TT: Well, we heard the news of the bomb dropping when we were in Burma, and we were poised to be transferred into China to continue operations there. So we heard the news of the bomb dropping and received with great relief, but with a great deal of joy. And there was at that time a need for Japanese-speaking personnel to become part of the occupation. That's when they were asking Nisei if they would be willing to stay in and go over to Japan, but I would have nothing, no part of that. I wanted to come home and finish my education. I had been a junior when the war started. I wanted to finish my education. So I just couldn't wait to get home. So I opted to come home. It took us from, I think we left India in October and reached New York in early December. They flew us over to Marysville, California, Camp Beale. That was a port of debarkation, but for us it was our gateway to come home to Hawai'i. So I reached home here early January of '46, and I went back to University of Hawai'i immediately for one semester. But all the veterans were back in school, and for four years our, we just had a steady diet of comic books and no intellectual stimulation at all, so school was very difficult. Most of the guys are sitting under the tree fighting the war all over. It was not conducive to schooling, so I decided I'd better get out of here. The only school that had dormitory space was Indiana University. I got admitted there and finished one year, my senior year, graduated in 1947. In the meantime, I had decided on a law career, so I was accepted at the major law schools and I picked Yale Law School as the one I wanted to attend. From 1947 to 1950 I attended law school and graduated 1950, June, with a LL.B. from Yale Law School.

gky: With an LL.B or LL.D?

TT: B, Bachelor of Law.

gky: How do you think that, having gone through the war, that attitudes had changed, or had they, toward Japanese Americans?

TT: Well, I don't know, you know, I can't trace any change that might have occurred on the mainland except from reading periodicals and newspapers and so forth. Over here in Hawai'i, I would say the climate for acceptance would have been much more tolerant and easier.

[Interruption]

gky: You were talking about attitudes and changes.

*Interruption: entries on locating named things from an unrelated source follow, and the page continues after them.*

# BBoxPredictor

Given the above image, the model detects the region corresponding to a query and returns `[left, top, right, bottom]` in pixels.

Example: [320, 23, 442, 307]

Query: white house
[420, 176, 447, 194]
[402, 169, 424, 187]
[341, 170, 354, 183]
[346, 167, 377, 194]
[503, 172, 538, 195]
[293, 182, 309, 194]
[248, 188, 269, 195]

TT: Yeah. I would say that in Hawai'i, there would be more people that were, had lived with Japanese all their lives and they, most of them, probably had no question about the basic loyalty of Japanese Americans. In fact, like all the news of the 100th, 442 had come back, and the community was very proud, and the press and everything else. These were Hawai'i's own and brought great pride to Hawai'i. So here in Hawaii, the tide of any fear, or distrust, or prejudice would have turned as the news of the successes of the 100th, 442 came back. On the mainland, I think it might have been slower and more difficult because the greater mass of the population had never had any contact with Japanese Americans, and all they can do is read about the fact that there's this Nisei unit in the U.S. Army that did do a good job. But, certainly, there was not any of this, you know, the kind of hysteria that prevailed in California in the early '42s. And, so, yeah, I have to say that the military service and record of the Nisei during World War II did very much to turn any tide of anti-Asian or anti-Japanese feelings in a positive direction.

gky: We'll end there. Thank you very much.